このように、マレーシアではバナナをお皿がわりにしたり、料理にくるんだりするのに使いますが、これはとても効果的な方法だと言えます。
バナナの葉には強い殺菌作用があるため、バナナを使うことで、食べ物が傷んだりするのを防げるからです。
バナナリーフの効能について、昔の人が知っていたのかは定かではありませんが「自然のパワーはすごいなあ」と、感動します。
ピサンゴレンにする

ピサンゴレンは、簡単に言うと「バナナの天ぷら」です。
バナナに衣をつけて揚げる食べ物ですが、道端の屋台などで売られており、マレーシア人に愛されるおやつです。

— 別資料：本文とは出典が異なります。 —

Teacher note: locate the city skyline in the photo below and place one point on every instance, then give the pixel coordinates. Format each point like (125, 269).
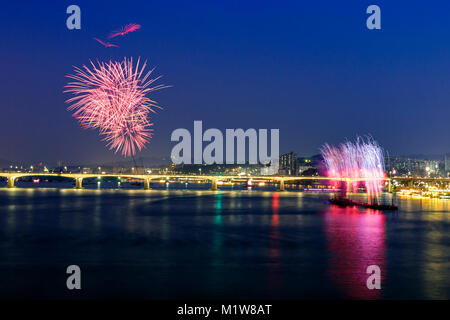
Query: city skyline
(319, 76)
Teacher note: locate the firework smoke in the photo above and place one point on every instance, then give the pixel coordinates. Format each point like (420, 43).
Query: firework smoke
(112, 97)
(361, 161)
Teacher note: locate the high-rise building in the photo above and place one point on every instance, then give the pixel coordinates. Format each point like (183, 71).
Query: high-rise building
(288, 164)
(447, 162)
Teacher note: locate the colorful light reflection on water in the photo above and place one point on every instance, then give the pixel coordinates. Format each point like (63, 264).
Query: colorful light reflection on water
(355, 240)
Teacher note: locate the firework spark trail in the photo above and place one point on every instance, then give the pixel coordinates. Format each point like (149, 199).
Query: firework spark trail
(112, 97)
(124, 30)
(362, 160)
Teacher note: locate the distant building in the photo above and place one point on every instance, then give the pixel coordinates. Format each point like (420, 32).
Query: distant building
(288, 164)
(401, 166)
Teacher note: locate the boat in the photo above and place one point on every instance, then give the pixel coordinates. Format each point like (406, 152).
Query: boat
(344, 202)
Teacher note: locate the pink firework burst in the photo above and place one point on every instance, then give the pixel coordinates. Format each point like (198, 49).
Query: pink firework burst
(124, 30)
(112, 97)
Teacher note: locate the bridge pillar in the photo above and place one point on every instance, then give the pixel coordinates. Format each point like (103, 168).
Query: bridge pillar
(11, 182)
(78, 183)
(147, 184)
(214, 184)
(281, 185)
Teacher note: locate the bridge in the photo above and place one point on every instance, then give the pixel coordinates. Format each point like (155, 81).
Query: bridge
(214, 179)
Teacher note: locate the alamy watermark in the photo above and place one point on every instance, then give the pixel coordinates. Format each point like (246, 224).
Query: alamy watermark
(235, 147)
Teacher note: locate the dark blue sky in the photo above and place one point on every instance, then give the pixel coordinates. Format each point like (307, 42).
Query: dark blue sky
(310, 68)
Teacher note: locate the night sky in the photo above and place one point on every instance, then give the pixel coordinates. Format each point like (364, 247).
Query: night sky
(310, 68)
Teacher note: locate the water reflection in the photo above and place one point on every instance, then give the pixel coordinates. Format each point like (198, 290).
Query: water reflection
(355, 240)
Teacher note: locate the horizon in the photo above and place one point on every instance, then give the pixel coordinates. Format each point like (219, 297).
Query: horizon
(316, 73)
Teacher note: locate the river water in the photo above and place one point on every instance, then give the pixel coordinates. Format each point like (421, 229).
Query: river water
(181, 243)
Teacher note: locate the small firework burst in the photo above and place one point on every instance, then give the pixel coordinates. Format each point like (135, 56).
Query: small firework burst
(131, 27)
(359, 161)
(112, 97)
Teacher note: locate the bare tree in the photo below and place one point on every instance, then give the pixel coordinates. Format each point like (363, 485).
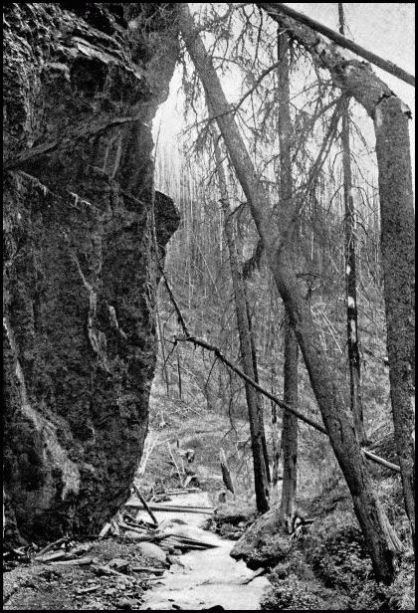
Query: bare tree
(247, 355)
(289, 442)
(390, 119)
(350, 268)
(337, 418)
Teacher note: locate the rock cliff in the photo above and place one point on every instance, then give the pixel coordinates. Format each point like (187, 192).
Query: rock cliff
(81, 86)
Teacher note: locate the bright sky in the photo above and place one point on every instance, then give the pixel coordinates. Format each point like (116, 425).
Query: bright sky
(387, 29)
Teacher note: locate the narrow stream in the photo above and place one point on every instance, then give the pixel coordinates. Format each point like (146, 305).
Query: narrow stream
(208, 578)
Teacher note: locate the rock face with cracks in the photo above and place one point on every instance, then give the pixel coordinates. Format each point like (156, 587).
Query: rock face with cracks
(81, 87)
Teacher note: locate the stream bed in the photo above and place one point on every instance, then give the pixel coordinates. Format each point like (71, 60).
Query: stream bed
(207, 578)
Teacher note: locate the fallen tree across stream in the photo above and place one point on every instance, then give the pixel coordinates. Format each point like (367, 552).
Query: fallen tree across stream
(205, 345)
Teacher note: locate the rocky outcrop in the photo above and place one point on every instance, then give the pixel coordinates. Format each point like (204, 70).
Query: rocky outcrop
(81, 86)
(263, 545)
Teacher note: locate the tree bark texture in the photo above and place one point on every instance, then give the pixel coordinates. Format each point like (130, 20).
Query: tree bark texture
(289, 442)
(337, 418)
(246, 347)
(390, 118)
(350, 268)
(260, 402)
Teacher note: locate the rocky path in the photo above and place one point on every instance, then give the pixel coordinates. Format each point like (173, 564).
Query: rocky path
(204, 578)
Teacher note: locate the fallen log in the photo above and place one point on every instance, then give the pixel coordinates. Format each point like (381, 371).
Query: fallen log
(172, 509)
(145, 504)
(54, 555)
(145, 569)
(72, 562)
(104, 530)
(52, 545)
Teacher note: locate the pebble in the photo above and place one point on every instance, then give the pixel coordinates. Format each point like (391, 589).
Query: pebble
(150, 550)
(126, 603)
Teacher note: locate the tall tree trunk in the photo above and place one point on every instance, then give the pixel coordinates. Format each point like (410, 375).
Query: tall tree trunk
(249, 367)
(260, 402)
(390, 118)
(337, 419)
(289, 443)
(350, 267)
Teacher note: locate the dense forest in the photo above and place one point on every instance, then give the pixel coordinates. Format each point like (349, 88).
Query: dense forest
(209, 292)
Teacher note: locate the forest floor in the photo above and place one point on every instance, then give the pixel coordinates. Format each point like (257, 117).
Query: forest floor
(326, 570)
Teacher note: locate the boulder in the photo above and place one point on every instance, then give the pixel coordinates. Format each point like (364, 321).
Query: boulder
(81, 84)
(149, 550)
(263, 545)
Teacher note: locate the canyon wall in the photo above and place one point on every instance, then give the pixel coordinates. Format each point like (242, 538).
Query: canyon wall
(81, 87)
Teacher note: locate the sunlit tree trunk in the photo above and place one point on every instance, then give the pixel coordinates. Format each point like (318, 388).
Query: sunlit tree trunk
(261, 485)
(390, 118)
(289, 442)
(336, 416)
(350, 268)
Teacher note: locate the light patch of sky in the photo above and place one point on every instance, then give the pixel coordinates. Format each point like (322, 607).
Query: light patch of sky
(387, 29)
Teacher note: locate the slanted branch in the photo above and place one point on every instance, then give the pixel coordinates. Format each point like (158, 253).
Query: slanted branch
(197, 342)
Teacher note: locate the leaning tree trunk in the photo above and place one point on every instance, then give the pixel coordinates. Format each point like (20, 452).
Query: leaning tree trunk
(241, 308)
(390, 117)
(260, 402)
(350, 268)
(290, 373)
(337, 419)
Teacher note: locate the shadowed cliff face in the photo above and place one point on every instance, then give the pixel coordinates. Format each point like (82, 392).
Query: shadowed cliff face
(81, 86)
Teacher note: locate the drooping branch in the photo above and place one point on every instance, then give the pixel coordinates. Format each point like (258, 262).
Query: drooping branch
(390, 67)
(198, 342)
(337, 419)
(390, 118)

「バナナの天ぷら?」「美味しいの?」と思う方もいらっしゃるでしょう。
実は、私もそう思っていた人の1人ですが、実際に食べてみるとこれがクセになる味です。
バナナに火が通ることで、バナナの甘さがさらに際立ち、熱でトロッとなったバナナがサクサクした衣とよく合います。
一緒についてくるチリソースと食べるのもおすすめです。
値段もリーズナブルなので、小腹が空いたときにおやつがわりに食べる人も少なくありません。
バナナは捨てるところがない!マレーシアのバナナを侮ることなかれ

果物の王様としてみんなから愛され、パーティーまで開かれるなど特別扱いを受けるドリアンとは異なり、バナナはどこででも見かける、全く特別感のない食べ物です。
今まで、マレーシアでバナナが特別扱いされているところを見たことも、バナナパーティーが開かれている様子を見たことも一度もありません。
ただ、バナナの果実、花、葉、どこをとっても捨てるところがありません。
それどころか、なくてはならないものとしてマレーシア人たちの生活を支えています。
ありふれた果物のようですが、決して侮ってはならない、縁の下の力持ちのような存在です。
本当にびっくりするほどに甘く、美味しいので、マレーシアに来たときには一度バナナを食べてみて欲しいです。